Consistent with our findings for multifocal NF, thrombocytopenia has also been a predictive factor for mortality in monofocal necrotizing deep soft tissue [23, 24]. Physicians should be aware of the grave prognosis for patients with SMNF of the bilateral lower limbs and who present with thrombocytopenia. Compared with survivors, non-survivors tended to have lower, but not significantly different, C-reactive protein (CRP) levels. In contrast, Park et al. [5] reported that the CRP level was one predictor of mortality in NF. Using the CRP level to predict mortality is controversial. Many studies [25, 26] have reported that CRP levels are not significantly different between survivors and non-survivors. Moreover, CRP levels reach peak values between 48 and 72 h after the onset of bacterial infection [27], and CRP does not precisely indicate the severity of bacterial infections at a single time point. In the present study, non-survivors had a relatively shorter onset of symptoms, which might indicate a lower CRP level on admission.

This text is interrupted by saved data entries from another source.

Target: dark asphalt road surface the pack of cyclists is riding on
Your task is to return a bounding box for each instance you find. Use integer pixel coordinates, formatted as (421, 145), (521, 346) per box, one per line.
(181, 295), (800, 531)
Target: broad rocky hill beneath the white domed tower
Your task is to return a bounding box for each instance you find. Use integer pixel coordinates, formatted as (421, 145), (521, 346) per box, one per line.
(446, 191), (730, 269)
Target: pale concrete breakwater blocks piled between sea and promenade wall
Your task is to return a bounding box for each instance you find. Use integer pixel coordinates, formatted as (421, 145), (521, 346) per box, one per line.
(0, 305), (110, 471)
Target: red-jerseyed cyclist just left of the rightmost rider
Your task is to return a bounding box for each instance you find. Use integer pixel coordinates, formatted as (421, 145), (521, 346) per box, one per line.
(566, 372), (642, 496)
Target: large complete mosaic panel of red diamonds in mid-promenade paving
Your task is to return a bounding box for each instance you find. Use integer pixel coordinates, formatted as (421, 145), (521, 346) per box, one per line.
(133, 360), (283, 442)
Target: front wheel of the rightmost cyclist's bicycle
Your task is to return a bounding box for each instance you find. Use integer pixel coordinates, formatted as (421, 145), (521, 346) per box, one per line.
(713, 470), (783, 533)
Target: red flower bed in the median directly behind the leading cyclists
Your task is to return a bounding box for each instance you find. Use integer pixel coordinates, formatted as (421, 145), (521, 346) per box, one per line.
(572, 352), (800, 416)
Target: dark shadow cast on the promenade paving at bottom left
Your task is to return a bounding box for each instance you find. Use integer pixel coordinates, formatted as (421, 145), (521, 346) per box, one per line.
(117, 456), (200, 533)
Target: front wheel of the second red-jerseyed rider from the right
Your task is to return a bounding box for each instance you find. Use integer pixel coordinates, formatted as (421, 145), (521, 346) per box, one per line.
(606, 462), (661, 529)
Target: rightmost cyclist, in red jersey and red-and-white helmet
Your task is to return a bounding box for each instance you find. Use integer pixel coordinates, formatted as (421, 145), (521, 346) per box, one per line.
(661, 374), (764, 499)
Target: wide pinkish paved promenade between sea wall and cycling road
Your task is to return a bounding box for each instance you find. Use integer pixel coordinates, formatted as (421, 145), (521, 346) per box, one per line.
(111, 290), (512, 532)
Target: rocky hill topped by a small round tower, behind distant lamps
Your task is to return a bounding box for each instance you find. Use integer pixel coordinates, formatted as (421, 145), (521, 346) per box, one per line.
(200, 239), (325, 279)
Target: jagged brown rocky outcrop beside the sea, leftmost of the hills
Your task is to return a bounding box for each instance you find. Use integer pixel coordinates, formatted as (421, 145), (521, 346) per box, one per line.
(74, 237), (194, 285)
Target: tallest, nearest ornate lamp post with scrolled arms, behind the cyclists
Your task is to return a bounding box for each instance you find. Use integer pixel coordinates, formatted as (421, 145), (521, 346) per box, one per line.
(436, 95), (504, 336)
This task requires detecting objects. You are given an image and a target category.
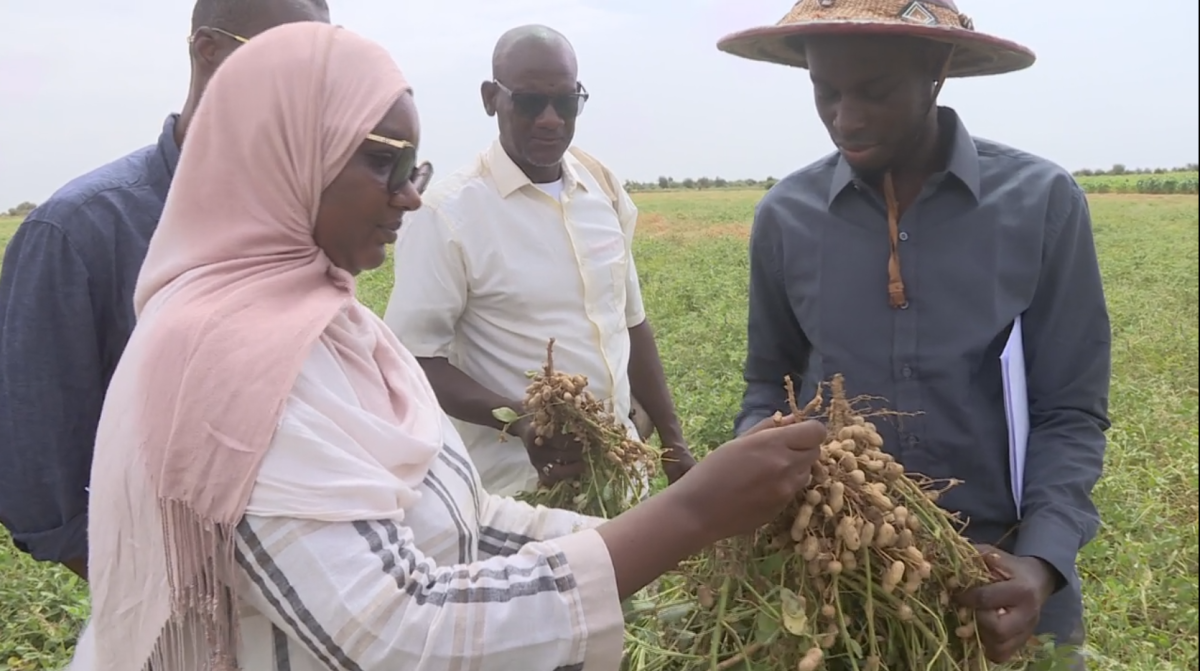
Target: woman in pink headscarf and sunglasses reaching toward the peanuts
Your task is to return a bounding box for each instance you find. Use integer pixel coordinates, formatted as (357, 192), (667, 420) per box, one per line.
(72, 23), (823, 671)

This study has some limitations. This is a case series study with a small number of patients, because NF is a rare disease and our inclusion criteria were restricted to peripheral NF (involvement of extremities). Central NF (involving head, neck, abdomen, and perineum) was excluded, because its etiology and surgical procedures are not similar to those of peripheral NF. NF of the head and neck often arises from an odontogenic infection with mixed aerobic and anaerobic abscesses [28, 29]. NF of the abdomen or perineum might be the result of urogenital or colorectal infections by enteric microorganisms [30]. A colostomy is usually required when treating abdominal or perineal NF [3133]. Moreover, we did not include preexisting chronic wounds, of which the etiology might be pyomyositis or osteomyelitis. Univariate analysis rather than multivariate analysis was used to determine predictive factors for mortality, because there were only a few patients in each group. Although this study indicated that the involvement of the bilateral lower limbs and thrombocytopenia were highly associated with mortality in SMNF, additional studies are needed to confirm this.

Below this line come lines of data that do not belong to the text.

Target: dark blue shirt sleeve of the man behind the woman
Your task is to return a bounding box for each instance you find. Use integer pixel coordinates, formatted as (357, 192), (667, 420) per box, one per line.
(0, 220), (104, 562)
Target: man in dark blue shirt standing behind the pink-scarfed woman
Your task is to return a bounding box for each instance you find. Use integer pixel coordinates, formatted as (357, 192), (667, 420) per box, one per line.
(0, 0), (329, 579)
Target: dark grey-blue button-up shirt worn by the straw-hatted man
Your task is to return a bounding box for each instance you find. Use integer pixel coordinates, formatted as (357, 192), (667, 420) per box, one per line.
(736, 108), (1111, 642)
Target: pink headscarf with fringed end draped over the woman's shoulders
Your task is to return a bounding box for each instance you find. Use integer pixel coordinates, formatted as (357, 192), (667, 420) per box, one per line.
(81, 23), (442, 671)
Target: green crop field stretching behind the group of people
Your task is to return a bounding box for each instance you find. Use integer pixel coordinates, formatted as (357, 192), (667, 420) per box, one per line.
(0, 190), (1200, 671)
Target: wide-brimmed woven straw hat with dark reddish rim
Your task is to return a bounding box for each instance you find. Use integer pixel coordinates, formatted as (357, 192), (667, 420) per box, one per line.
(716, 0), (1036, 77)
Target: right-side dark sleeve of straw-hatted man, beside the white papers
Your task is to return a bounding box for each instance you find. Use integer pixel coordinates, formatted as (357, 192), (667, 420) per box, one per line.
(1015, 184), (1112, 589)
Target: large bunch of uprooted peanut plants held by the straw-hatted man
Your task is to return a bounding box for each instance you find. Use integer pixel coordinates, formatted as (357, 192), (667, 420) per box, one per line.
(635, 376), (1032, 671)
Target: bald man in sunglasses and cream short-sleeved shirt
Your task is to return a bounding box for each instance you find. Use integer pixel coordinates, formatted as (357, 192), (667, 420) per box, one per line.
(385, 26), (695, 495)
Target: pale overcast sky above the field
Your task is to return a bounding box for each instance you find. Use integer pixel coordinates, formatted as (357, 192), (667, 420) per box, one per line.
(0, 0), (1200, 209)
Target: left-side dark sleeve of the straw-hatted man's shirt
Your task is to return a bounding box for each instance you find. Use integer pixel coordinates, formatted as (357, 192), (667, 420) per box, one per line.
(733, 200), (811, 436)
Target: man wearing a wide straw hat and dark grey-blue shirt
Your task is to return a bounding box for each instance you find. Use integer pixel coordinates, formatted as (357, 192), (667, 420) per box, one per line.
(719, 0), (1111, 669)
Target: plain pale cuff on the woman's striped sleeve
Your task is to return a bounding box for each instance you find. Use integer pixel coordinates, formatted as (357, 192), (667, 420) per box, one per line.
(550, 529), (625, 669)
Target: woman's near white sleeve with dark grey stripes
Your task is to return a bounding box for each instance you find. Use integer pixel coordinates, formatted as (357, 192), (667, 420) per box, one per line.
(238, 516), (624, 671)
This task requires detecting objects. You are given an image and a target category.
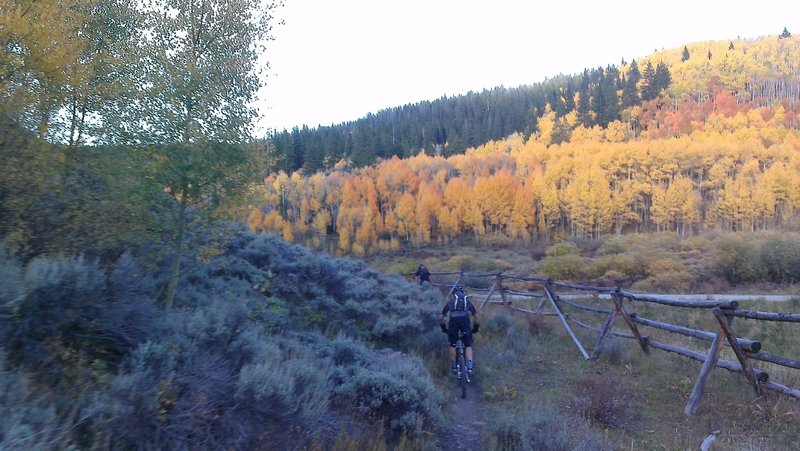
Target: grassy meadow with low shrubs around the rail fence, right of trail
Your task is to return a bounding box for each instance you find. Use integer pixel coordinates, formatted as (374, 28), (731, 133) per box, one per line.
(370, 234), (800, 450)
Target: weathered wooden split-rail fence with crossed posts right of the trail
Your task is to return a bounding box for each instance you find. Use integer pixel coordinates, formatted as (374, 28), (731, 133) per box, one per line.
(404, 272), (800, 415)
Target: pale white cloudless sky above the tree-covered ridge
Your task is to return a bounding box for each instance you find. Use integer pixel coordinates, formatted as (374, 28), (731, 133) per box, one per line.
(256, 0), (800, 136)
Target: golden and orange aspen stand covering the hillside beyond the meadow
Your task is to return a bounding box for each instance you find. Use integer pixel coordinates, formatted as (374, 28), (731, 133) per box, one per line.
(253, 37), (800, 255)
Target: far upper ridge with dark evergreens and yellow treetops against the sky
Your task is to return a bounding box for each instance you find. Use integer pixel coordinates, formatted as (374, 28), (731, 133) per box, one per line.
(269, 33), (800, 174)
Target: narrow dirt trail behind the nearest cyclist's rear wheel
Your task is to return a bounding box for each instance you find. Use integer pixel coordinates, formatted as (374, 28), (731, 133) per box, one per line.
(442, 381), (484, 451)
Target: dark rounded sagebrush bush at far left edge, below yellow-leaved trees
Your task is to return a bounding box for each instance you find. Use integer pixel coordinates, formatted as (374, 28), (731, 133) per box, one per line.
(0, 256), (157, 383)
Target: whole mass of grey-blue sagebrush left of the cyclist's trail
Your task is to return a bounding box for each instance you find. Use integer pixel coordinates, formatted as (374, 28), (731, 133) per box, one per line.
(0, 230), (443, 449)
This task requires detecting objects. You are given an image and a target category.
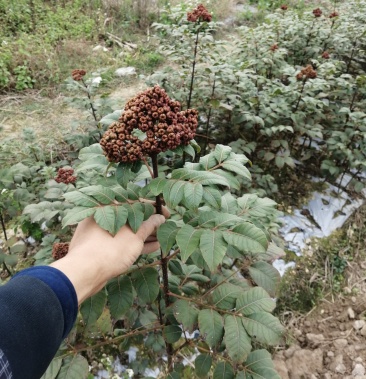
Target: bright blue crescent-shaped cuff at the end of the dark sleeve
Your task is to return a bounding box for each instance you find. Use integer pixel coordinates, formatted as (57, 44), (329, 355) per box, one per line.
(12, 266), (78, 338)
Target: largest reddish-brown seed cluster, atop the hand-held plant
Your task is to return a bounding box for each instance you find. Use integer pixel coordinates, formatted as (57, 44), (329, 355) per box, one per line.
(100, 86), (198, 162)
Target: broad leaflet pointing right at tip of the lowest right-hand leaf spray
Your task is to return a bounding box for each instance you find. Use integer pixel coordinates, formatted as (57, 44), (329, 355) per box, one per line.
(242, 312), (284, 345)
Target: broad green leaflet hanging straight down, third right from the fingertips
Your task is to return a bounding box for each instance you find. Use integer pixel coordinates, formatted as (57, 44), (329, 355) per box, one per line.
(200, 230), (227, 271)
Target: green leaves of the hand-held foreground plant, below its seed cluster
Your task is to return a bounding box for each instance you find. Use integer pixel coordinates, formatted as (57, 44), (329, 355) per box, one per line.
(25, 137), (283, 378)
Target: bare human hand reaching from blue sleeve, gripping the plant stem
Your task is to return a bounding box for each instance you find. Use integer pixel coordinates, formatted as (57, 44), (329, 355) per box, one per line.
(51, 209), (169, 304)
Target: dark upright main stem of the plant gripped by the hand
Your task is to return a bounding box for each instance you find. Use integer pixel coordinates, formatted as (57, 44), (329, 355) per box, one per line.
(150, 154), (174, 372)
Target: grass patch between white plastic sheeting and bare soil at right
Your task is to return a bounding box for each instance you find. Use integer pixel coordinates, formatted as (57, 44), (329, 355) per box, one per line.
(276, 205), (366, 315)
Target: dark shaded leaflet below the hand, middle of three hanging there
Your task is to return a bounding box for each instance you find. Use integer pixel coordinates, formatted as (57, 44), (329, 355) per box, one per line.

In conclusion, the incidence of SMNF of the extremities was 8% for all subtypes of NF. Male sex, bilateral lower limb involvement, and marine Gram-negative bacteria were the most frequently found factors in SMNF. The mortality of SMNF was as high as 67%, which was more frequently associated with initial thrombocytopenia and bilateral lower limb involvement. It is essential to detect a multifocal presence of NF in the extremities to justify an immediate fasciotomy and the radical removal of necrotizing tissue after prompt antibiotic therapy and sufficient resuscitation.